Superar el capitalismo … Superar el marxismo. El marxismo, como filosofía, es, por un lado, heredero de la tradición filosófica en su vertiente determinista. No logra despedirse de la tradición esencialista. Por otro, tampoco superó y, por tanto, lleva, trágicamente, hasta sus límites, lo esencial del imaginario capitalista más “puro”: La creencia en que lo económico y la producción son el eje central a partir del cual se constituye la sociedad, la creencia religiosa y ciega en el ideal de “progreso” y, por último, la idea del dominio creciente de lo racional sobre todo lo humano. Para culminar, cuando el marxismo – el proyecto que representa – cae bajo el dominio del partido único, degenera en movimiento neurótico: buscar el poder por el poder y nada más. No puede extrañar que las sociedades donde ha imperado deriven en dictaduras totalitarias y en la peor corrupción de la sociedad, de la economía y del alma. Y no valen las apelaciones al socialismo real
que Castoriadis llamó “capitalismo burocrático total y totalitario”. Porque al construir un esquema social caracterizado por la concentración de poder y el dogma filosófico que no permite la crítica, el resultado tiene que ser el fracaso total. Todo esto es una paradoja, porque desde el comienzo y desde su base, el marxismo y especialmente Marx impulsan el proyecto libertario. Y, hay que decir, un impulso excepcionalmente poderoso y meritorio. Su pensamiento propone el proyecto de construcción de una sociedad libre y de hombres libres de una forma nunca antes vista y tiene que inscribirse en lugar de honor en la historia de las luchas humanas por la emancipación de todo tipo de esclavitud y sometimiento. Cuando muchos nombres ya no se recuerden ni aparezcan en diccionarios, seguro que el de Marx seguirá allí. Pero, como ya dijimos, el marxismo se mantiene preso y no puede liberarse del afán determinista de la filosofía. Cree conseguir verdades y leyes absolutas. Que contienen todo lo que hay que decir
y punto. Lo demás es vulgar ideología burguesa.

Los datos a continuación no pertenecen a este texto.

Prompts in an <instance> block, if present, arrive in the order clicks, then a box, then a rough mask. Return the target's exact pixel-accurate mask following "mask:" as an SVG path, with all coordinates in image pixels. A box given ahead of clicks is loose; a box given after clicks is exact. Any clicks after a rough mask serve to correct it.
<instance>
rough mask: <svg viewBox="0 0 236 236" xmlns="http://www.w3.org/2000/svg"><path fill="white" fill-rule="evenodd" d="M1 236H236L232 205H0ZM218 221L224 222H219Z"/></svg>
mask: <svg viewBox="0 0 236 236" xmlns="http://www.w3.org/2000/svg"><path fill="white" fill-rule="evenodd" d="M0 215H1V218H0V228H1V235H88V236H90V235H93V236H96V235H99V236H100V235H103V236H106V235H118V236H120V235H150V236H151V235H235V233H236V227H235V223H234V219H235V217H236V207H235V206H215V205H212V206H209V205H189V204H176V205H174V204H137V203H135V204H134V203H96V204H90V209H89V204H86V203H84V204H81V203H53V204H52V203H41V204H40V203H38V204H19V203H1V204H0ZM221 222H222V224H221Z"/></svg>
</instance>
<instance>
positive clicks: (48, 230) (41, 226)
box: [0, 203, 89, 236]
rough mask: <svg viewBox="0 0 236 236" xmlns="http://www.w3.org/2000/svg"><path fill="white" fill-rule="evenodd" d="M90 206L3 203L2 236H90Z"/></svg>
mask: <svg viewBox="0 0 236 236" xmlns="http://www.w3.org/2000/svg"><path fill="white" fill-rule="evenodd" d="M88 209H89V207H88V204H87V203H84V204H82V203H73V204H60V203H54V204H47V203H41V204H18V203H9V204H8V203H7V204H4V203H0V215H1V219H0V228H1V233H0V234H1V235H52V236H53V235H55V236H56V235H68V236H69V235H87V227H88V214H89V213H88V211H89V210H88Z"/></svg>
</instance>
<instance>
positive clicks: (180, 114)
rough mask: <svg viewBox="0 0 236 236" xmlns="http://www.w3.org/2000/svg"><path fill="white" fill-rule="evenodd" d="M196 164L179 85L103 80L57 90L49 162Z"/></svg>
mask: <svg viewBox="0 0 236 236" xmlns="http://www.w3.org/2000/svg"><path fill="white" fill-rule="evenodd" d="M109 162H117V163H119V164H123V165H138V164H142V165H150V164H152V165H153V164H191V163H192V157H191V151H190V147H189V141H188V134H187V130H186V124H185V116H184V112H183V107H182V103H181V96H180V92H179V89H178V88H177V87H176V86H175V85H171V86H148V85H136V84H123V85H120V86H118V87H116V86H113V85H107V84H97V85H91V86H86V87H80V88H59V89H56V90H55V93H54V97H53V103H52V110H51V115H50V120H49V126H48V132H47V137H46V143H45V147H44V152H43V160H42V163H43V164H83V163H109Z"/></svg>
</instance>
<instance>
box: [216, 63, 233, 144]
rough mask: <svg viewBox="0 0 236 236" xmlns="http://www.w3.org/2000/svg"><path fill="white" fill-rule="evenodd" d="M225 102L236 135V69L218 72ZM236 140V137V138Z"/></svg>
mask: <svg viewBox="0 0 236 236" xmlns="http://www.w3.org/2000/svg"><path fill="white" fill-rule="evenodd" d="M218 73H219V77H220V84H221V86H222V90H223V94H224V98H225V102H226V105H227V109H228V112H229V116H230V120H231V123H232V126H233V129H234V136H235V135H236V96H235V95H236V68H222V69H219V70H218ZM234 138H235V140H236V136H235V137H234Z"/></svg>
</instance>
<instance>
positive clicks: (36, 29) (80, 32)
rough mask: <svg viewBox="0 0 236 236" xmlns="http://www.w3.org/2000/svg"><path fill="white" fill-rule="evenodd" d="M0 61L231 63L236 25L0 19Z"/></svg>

Cree asimismo en leyes – aunque ya no se diga abiertamente – que determinan la historia, cree en una libertad, una igualdad y una justicia que pueden ser definidas de una vez por todas y que pueden encarnarse en un proyecto que, por lo tanto, se transforma en el único proyecto válido. Así, el marxismo termina cerrándose sobre sí mismo y rechazando cualquier otro intento explicativo, toda otra visión. El dogmatismo termina liquidando la posibilidad de conseguir su propósito inicial: La libertad, la igualdad y la justicia. Termina, tristemente, justificando “el partido único” e instaurando oficialmente la “política” de la eliminación del otro, del disidente, del que difiere. Se propone transformar el mundo – idea que se agradece. Pero al hacerlo con base en “verdades absolutas”, termina
cayendo en su propia trampa ontológica: Conseguida la ley y la verdad de una vez por todas, impongámosla de una vez por todas. Se filosofa
y se hace política por una sola vez, no se discute más, a lo sumo, se interpreta. Esa herencia y el imaginario burgués que Marx asimiló sin superar en su teoría, condena de entrada al proyecto marxista que, en la práctica, al eliminar toda disidencia y con el aporte filosóficopolítico de Lenín y su idea de partido único, terminan traicionando el proyecto original de emancipación humana. Para que el marxismo nos legue toda su capacidad emancipadora, es necesario que sea superado como filosofía, así como tendrá que ser superada, si queremos un mundo mejor, toda la herencia filosófica en su vertiente determinista y el imperio del imaginario burgués dieciochesco. Un proyecto tal de superación es posible.